Relator's testimony and the budget sheet introduced into evidence show that relator and his wife are unable to meet their living expenses. The real parties in interest introduced no controverting evidence.

Relator was not required to show that others are unable to pay the costs of appeal. Modern Living, Inc. v. Alworth, 730 S.W.2d 444, 446 (Tex.App.-Beaumont 1987, orig. proceeding); see also Allred, 597 S.W.2d at 355; Goffney v. Lowry, 554 S.W.2d 157, 160 (Tex.1977).

In Culpepper v.

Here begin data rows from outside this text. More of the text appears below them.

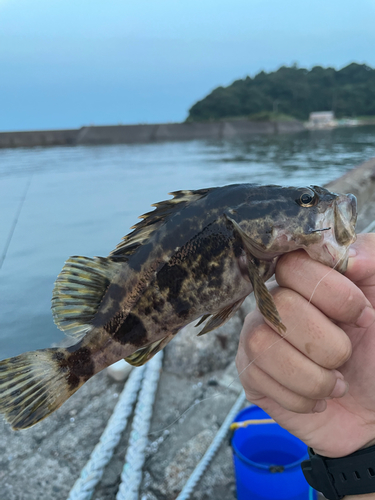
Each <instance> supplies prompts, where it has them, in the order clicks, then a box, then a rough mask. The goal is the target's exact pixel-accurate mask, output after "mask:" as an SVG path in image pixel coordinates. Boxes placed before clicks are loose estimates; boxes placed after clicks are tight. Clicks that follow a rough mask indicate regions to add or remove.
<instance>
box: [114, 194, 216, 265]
mask: <svg viewBox="0 0 375 500" xmlns="http://www.w3.org/2000/svg"><path fill="white" fill-rule="evenodd" d="M209 191H210V189H198V190H196V191H174V192H173V193H169V194H170V195H172V196H173V198H172V199H171V200H165V201H159V202H158V203H154V204H153V205H152V206H153V207H155V210H152V211H150V212H147V213H145V214H143V215H141V216H140V217H139V218H140V219H142V220H141V221H140V222H138V223H137V224H135V225H134V226H132V227H131V229H133V231H132V232H131V233H129V234H128V235H126V236H124V238H123V239H122V241H121V242H120V243H119V244H118V245H117V247H116V248H115V249H114V250H113V252H111V255H113V256H116V257H117V256H122V257H124V258H128V257H130V256H131V255H133V254H134V253H135V252H136V251H137V249H138V248H139V247H140V246H142V245H143V244H145V243H146V242H147V241H148V240H149V239H150V238H151V236H152V235H153V234H154V233H155V232H156V231H157V230H158V229H159V228H160V226H161V225H162V224H164V223H165V222H166V220H167V219H168V218H169V217H171V216H172V215H173V214H175V213H176V212H178V211H179V210H181V209H182V208H184V207H185V206H187V205H189V204H190V203H193V202H195V201H197V200H200V199H201V198H203V197H204V196H206V194H207V193H208V192H209Z"/></svg>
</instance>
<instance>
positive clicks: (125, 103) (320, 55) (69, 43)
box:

Coker, 769 S.W.2d 373, 375 (Tex.App.-Houston [14th Dist.] 1989, orig. proceeding), the court held that relator failed to sustain his burden of proof in a hearing on a contest to relator's affidavit of inability to pay costs on appeal when he did not show that he could not obtain funds from his attorney under their contingency fee contract. In the present case, however, the record reflects that relator's attorney would be paid on an hourly basis and would not receive a percentage of any amount recovered. Thus, Culpepper is distinguishable because the attorney in that case had a contingent fee contract and therefore a financial interest to the subject matter of the suit. Moreover, the law does not require relator to borrow money that cannot be repaid except by depriving him of the necessities of life. Goffney, 554 S.W.2d at 159.

We hold that relator sustained his burden of showing by a preponderance of the evidence that he is unable to pay the costs, or a part thereof, if he really wanted to and made a good faith effort to do so. We conditionally grant the writ of mandamus. We are confident respondent will enter an order overruling the contest to relator's affidavit of inability to pay costs on appeal, and authorizing relator to appeal on his affidavit of inability to pay costs on appeal.